1)     Bundling. This is epitomized by the fast food combo meal. To sell the below cost burger, they bundle it with a high margin drink and fries, so that the whole bundle becomes profitable, even if the burger is still priced below cost. This is why salespeople try to sell below-cost computers in a bundle with cables, extended warranties, software, etc.

2)     Fees: To make money on low airfares, airlines add all sorts of fees for baggage, preferred seating, meals and anything else they can think of. Offers for products on TV add “postage and handling” fees to the low price. My telemarketing story added fees.

3)     Freemium Model: Common with social media sites are free basic sites, with others paying a premium price for premium features found in the premium version. The idea is that the more users there are on a site, more valuable it is to premium members (network effect). Therefore, it is worth it to sites like Linkedin to build a large free base in order to increase its value to recruiters (who are more willing to pay to access a large base).

4)     Subsidy (Advertising): If you can get a lot of people interested in something due to being free, then there are often advertisers (or others) who will pay to access those people you’ve gathered. This is common in entertainment (like magazines or web sites). Also, check out a doctor’s office to see how many items have ads from pharmaceutical firms. There are ads everywhere! If you can advertise there, why not anywhere else?

5)     Addiction: In the illegal drug trade there is a saying that “the first dose is always free.” The idea is that it is worth it to give away the first dose of the drug, because it will create addictive behavior that will get them coming back to pay for additional doses for many years. This can work for free chips at a casino. Also, I know of a company that gave away free bags of premium dog food. They knew that if they got the dogs hooked on the premium brands, they would refuse to eat the cheap brands anymore.

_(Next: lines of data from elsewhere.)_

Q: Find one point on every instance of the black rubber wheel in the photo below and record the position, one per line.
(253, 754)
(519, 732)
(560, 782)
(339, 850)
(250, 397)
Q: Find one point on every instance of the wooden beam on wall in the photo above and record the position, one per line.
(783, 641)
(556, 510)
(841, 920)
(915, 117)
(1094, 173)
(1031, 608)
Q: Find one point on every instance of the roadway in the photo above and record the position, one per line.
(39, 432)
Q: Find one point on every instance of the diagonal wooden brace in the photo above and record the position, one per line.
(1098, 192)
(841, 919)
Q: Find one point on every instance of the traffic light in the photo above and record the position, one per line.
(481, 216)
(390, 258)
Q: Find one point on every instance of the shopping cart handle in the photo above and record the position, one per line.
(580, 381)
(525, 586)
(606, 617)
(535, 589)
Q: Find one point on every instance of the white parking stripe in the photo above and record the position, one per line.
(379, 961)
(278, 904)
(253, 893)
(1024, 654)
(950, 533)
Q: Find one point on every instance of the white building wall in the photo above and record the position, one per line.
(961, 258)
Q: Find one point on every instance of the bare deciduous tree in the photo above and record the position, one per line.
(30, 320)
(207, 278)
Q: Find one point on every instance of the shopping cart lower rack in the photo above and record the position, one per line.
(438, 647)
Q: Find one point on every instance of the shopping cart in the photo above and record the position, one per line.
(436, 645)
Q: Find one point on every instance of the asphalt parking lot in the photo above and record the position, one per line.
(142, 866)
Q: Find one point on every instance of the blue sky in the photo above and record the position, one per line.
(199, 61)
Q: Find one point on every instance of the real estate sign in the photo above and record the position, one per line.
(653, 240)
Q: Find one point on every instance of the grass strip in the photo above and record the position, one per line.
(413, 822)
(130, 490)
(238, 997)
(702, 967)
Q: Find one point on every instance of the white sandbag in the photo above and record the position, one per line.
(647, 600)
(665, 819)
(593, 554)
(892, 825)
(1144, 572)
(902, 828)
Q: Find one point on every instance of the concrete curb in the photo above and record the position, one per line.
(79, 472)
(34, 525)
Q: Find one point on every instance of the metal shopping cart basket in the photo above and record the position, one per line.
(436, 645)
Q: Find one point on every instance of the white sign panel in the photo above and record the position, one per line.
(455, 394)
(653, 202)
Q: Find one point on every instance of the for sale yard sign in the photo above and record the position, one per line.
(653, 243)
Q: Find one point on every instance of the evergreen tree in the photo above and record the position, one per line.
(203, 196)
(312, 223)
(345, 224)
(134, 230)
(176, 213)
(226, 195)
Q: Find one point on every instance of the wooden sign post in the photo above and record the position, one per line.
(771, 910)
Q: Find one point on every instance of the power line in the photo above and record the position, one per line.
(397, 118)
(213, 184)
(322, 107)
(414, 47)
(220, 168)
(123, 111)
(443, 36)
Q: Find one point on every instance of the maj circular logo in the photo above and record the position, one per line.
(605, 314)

6)     3rd Party Payers:  If you cannot get customers to pay, get someone else to pay on their behalf. Lots of firms advertise “free” products or services which are subsidized by the government (through programs like Medicare). Convince children to beg their grandparents to buy something for them. Sell “free” benefits to employees by getting their employers to buy it for them (like health club memberships or pet insurance).

7)     Add-ons: Put a low price on a stripped-down basic automobile and then charge a fortune for all the deluxe add-on features.

8)     Refills: Charge a low price for the razor and charge a fortune for the razor blades. Or charge a low price for the printer and a fortune for the ink refills. Or sell the Barbie doll cheaply and charge a bundle for all of the outfits. The idea is to establish your base cheaply and then get a high margin on replacing the items that go with the base.

9)     Delayed Timing: Make it free now, but get paid later. This is the idea of extending credit so that customers pay nothing at time of purchase. This works for automobiles (just sign and drive). There has been a leap in demand for solar panels since going from an upfront purchase model to more of a pay-as-you-go model.

And the list can go on.

In the hyper-competitive world of today, about the only way to create a position which stands out is by exaggerating features to the extreme. And often, it is difficult to charge a high enough price to cover the cost of that exaggeration. Therefore, one needs a business model which finds other ways to get adequately compensated. And the only way to ensure that occurs is to design it into the core business model from the very beginning. So address your pricing and income strategy at the beginning and all the way through the business model development. It is too important to try to just tack pricing on at the very end.

The whole world is becoming more like those telemarketers or the fast food combo meals. Therefore you need to think more like them and look for ways to subsidize below cost pricing.